Le trio Bolduc–Dach–Veleno a été un désastre, cumulant les revirements et les présences défensives catastrophiques. Mais là où Bolduc tentait au moins de créer, et Veleno essayait tant bien que mal de se rendre utile malgré le fait qu'il n'a pas de talent, Dach était un spectateur.
Pour un joueur censé être une pièce maîtresse du futur de l’équipe, c’est inacceptable.
Ce match à Edmonton aurait pu être une renaissance. Il restera comme un symbole de déconnexion, le moment où Dach a perdu non seulement un match, mais aussi un peu du respect de ses coéquipiers... et des gens de son coin de pays.
Dans une équipe où l’effort est une religion, il a péché par abandon.
Les caméras ont d’ailleurs capté une image saisissante après le sixième but des Oilers : Dach, tête basse, fixant la glace, pendant que les Oilers célébraient.
Derrière lui, St-Louis se tenait debout, les bras croisés, sans dire un mot. Tout était dit.

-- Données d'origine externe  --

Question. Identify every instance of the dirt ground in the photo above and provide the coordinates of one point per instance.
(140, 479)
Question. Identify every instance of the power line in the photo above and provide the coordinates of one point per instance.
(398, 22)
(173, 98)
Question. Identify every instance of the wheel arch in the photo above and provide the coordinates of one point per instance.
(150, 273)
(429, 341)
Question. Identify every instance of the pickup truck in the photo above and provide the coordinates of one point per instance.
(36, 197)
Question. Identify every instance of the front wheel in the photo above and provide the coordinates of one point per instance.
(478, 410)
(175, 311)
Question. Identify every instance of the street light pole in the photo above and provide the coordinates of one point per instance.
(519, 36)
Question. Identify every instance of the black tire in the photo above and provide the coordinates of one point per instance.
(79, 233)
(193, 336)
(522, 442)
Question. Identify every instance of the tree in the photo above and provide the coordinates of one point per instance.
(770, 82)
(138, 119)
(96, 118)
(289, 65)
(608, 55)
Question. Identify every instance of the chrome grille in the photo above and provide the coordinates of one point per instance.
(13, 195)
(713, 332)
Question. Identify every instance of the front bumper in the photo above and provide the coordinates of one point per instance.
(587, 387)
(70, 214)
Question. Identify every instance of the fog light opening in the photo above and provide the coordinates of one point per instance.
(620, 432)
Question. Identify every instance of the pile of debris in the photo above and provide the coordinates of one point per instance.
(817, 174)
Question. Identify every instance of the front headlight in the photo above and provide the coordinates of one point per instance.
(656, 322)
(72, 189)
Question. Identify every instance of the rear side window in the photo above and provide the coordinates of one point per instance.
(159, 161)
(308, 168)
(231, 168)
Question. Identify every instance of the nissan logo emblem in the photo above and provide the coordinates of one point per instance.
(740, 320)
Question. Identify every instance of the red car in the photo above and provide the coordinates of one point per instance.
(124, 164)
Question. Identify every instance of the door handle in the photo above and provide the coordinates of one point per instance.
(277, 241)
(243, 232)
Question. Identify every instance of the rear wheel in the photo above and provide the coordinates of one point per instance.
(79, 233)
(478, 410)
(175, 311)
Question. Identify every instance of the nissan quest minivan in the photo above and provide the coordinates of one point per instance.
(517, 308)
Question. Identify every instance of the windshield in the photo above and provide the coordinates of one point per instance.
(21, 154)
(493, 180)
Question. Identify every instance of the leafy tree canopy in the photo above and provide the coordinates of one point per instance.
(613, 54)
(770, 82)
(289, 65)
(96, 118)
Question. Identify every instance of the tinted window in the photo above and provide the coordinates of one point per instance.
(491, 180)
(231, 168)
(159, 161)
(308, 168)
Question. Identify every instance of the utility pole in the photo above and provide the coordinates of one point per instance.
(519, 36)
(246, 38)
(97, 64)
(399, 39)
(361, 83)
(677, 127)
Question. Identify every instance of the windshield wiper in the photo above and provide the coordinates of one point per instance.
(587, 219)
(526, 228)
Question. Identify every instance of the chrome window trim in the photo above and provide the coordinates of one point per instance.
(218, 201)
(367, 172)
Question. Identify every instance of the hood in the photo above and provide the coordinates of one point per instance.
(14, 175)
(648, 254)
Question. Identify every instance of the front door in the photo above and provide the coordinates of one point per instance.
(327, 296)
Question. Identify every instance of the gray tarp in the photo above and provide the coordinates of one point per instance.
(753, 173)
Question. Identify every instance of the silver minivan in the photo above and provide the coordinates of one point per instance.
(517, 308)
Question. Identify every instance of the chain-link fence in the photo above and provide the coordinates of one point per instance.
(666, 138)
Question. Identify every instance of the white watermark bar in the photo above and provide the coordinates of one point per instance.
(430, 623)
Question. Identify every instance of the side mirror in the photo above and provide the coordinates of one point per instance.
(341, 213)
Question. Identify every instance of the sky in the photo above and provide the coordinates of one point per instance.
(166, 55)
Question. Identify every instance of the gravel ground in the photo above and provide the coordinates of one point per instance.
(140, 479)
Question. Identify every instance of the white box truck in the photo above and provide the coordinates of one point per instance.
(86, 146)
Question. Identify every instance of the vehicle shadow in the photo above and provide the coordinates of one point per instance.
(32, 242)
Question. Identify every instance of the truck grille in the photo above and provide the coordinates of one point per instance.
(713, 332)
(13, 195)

Le Canadien peut accepter les erreurs, mais pas la paresse. Et jeudi soir, Kirby Dach a incarné tout ce que Martin St-Louis combat depuis son arrivée à Montréal : la complaisance, le manque d’effort, la peur de s’impliquer.
Revenir devant sa famille aurait dû être une fierté. Ce fut une honte. Et pour un joueur de 24 ans censé devenir une pierre angulaire du projet Hughes–St-Louis, cette soirée à Edmonton pourrait bien marquer le début d’un virage. Parce que dans une organisation où les places deviennent chères, l’indifférence n’a plus de place.